2. 心室性補充調律 (特発性心室自動、idioventricular rhythm)
 1.概念  
   洞停止、洞房ブロック、房室ブロックなどで、上位中枢の興奮が心室に伝わらない場合は、通常、房室接合部性調律が出現するが、この中枢の機能が低下している場合、あるいは房室接合部中枢よりも下方(心室側)に伝導障害がある場合などには、心室中枢が受動的にペースメーカー機能を持つようになる。このような状態を心室性補充調律というが、一般的には特発性心室自動という表現が広く用いられている。

 2.心電図所見 
   P波がないか、または心室群と別個に独自のリズムで出現するP波を認める。

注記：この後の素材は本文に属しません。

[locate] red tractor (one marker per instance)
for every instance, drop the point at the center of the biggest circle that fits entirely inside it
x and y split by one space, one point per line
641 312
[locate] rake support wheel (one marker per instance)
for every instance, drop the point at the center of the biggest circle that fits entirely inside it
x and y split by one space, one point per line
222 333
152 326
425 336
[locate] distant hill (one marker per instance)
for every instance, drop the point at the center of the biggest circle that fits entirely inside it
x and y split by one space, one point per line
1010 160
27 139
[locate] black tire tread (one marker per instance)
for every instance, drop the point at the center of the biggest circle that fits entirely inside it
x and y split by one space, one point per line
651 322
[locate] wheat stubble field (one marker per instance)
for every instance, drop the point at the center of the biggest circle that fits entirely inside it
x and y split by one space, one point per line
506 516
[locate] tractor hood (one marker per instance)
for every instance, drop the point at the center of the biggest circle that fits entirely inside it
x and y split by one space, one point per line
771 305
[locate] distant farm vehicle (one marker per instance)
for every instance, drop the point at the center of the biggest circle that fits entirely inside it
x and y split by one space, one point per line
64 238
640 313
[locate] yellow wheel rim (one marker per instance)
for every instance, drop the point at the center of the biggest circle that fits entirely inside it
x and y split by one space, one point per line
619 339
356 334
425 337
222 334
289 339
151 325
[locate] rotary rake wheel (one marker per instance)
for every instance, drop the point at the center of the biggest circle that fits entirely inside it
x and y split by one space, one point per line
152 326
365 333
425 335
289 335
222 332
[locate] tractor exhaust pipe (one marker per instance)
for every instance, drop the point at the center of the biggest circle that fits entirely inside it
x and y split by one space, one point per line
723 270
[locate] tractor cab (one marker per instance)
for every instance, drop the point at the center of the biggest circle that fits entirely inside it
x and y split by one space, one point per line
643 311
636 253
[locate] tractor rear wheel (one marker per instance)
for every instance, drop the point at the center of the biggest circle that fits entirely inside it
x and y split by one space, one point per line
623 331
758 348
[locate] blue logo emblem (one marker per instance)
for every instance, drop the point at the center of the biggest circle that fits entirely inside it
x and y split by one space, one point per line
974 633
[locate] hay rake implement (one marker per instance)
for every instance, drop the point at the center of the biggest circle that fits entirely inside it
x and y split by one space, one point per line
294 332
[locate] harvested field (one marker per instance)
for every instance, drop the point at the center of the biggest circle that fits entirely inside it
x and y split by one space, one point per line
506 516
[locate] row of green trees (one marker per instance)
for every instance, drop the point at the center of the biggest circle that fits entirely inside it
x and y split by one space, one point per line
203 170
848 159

基本リズムの心室群波形と異なるQRS間隔が広く、変形した心室群をが独自の緩徐なリズムで出現する。P波が心室群と異なる独自のリズムで出現している場合は、一般的には完全房室ブロックに分類されている。

 3.心室性補充調律(心室自動)心電図の実例 

緩徐な特発性心室自動

 心電図所見
 P波を認めず、23/分の緩徐なリズムで出現する特発性心室自動を認める。QRS間隔が広く、心室性リズムであることが分かる。P波を認めないため、洞停止または洞房ブロックに起因する特発性心室自動である。

  4. 特発性心室自動の臨床的意義
  特発性心室自動の基礎疾患としては、完全房室ブロックが最も多いが、高カリウム血症、心拍停止からの回復期、高度のanoxia、低体温麻酔時、ショック,死戦期などにみる。特発性心室自動は重篤な基礎疾患による場合が多いため、直ちに基礎疾患を追求し、適切に対応する必要がある。